Additional Requirement. Majors must take ONE course in statistics or research methods selected from the following: Chemistry 211, Mathematics 090, 100, 113, or 114, Sociology 211. (N.B: Of these courses, only Chemistry can also be counted as part of the 15 hours in natural science).

Note: ENVS 490 and ENVS 491 combined count for three hours.

Minor. A student may pursue a minor in Environmental Studies by submitting a plan of study for approval (the minor form is available from the Office of the Registrar) and a one-page rationale to the Program Director. A minor must include a minimum of 15 hours in at least five Environmental Studies courses, including two or more components of work at the non-introductory level. There must be at least seven hours of work in the natural sciences and at least seven in social sciences and/or humanities. At least 10 hours must be taken at Oberlin.

General. In addition to coursework, the following opportunities are available to students interested in environmental problems.

1. Internships with government agencies (e.g., public schools, Forest Service, EPA) or private organizations (e.g., Nature Conservancy, International Audubon Society, National Science Foundation) involved in some aspect of environmental research, regulation, or advocacy may be a valuable learning and career planning experience. Internships may be undertaken during Winter Term, an off-campus semester, or in the summer. Normally these internships do not earn academic credit.

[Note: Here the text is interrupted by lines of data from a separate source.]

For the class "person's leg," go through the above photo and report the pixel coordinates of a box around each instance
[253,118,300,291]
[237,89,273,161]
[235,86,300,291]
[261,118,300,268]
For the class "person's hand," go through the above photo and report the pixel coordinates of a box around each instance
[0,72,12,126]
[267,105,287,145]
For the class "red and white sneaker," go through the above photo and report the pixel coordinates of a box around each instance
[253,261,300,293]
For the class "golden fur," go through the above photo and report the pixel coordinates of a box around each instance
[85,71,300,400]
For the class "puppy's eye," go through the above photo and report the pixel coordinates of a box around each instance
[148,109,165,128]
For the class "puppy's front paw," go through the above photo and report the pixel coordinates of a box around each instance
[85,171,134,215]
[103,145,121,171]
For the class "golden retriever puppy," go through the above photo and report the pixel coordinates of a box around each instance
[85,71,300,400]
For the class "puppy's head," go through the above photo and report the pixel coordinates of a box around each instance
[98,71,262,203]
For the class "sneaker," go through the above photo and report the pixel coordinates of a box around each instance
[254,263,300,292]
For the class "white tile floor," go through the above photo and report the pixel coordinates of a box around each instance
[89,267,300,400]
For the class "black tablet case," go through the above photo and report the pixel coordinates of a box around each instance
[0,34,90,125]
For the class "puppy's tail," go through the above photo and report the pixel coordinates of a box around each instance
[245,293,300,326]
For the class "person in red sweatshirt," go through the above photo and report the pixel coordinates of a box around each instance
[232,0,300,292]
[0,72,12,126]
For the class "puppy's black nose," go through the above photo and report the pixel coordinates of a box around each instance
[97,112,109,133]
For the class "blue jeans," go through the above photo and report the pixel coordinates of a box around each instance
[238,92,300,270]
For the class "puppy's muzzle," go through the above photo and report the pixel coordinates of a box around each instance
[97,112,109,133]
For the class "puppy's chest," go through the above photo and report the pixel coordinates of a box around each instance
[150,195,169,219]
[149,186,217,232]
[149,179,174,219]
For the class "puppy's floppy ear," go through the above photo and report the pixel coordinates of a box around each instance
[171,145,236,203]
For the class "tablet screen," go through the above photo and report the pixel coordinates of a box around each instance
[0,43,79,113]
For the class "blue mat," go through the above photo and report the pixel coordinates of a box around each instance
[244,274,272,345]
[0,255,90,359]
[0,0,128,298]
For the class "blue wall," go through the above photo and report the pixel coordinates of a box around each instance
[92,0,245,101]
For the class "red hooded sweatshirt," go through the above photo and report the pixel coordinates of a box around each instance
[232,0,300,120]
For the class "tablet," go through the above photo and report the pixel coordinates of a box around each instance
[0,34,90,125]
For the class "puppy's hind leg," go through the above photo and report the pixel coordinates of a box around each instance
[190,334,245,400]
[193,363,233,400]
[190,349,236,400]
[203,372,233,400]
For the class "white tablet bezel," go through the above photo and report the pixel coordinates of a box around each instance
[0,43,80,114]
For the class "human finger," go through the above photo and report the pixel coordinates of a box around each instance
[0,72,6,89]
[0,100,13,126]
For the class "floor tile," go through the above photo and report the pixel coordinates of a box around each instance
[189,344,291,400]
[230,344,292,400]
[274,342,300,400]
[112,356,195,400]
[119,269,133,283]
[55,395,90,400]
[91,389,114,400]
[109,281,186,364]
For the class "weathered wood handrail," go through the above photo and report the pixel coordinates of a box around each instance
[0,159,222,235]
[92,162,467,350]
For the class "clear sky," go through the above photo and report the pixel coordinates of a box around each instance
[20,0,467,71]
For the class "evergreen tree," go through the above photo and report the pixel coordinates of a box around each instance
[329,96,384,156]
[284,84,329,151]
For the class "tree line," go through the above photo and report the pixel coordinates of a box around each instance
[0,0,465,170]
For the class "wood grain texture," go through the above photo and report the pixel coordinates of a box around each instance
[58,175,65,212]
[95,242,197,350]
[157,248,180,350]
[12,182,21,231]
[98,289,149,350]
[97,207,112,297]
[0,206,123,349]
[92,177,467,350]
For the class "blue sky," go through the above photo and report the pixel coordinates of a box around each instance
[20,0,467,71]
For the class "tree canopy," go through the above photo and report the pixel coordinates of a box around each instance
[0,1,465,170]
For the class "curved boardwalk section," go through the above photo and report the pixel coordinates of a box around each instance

Files of volunteer and paid internships are maintained in the Resource Center of the A.J. Lewis Center for Environmental Studies.
2. During Winter Term the Environmental Studies Program often sponsors an on-campus group project which provides an opportunity for students to earn Winter Term credit as either participants, group leaders, or coordinators. In recent years projects dealt with architecture and ecological design, Black River Watershed education, and community gardens.
3. The Honors Program in Environmental Studies involves completion of an independent research project during the student's senior year and an oral examination on the research. The project involves ongoing consultation with at least two faculty members. Qualified majors will be invited to apply during their junior year, with applications due April 4. Acceptance into the Honors Program is based on the student's academic achievements, the suitability of the proposed project, and his or her potential to do substantial independent research. Detailed guidelines for the Environmental Studies Honors Program are available in the program office.
4. The program sponsors a series of public lectures by guest speakers and faculty members.
5. Students may schedule a private reading course during their junior or senior years. In the past, students have taken private readings in ecological design, ecological economics and eco-feminism. Work done through Private Reading does not count toward completion of the major.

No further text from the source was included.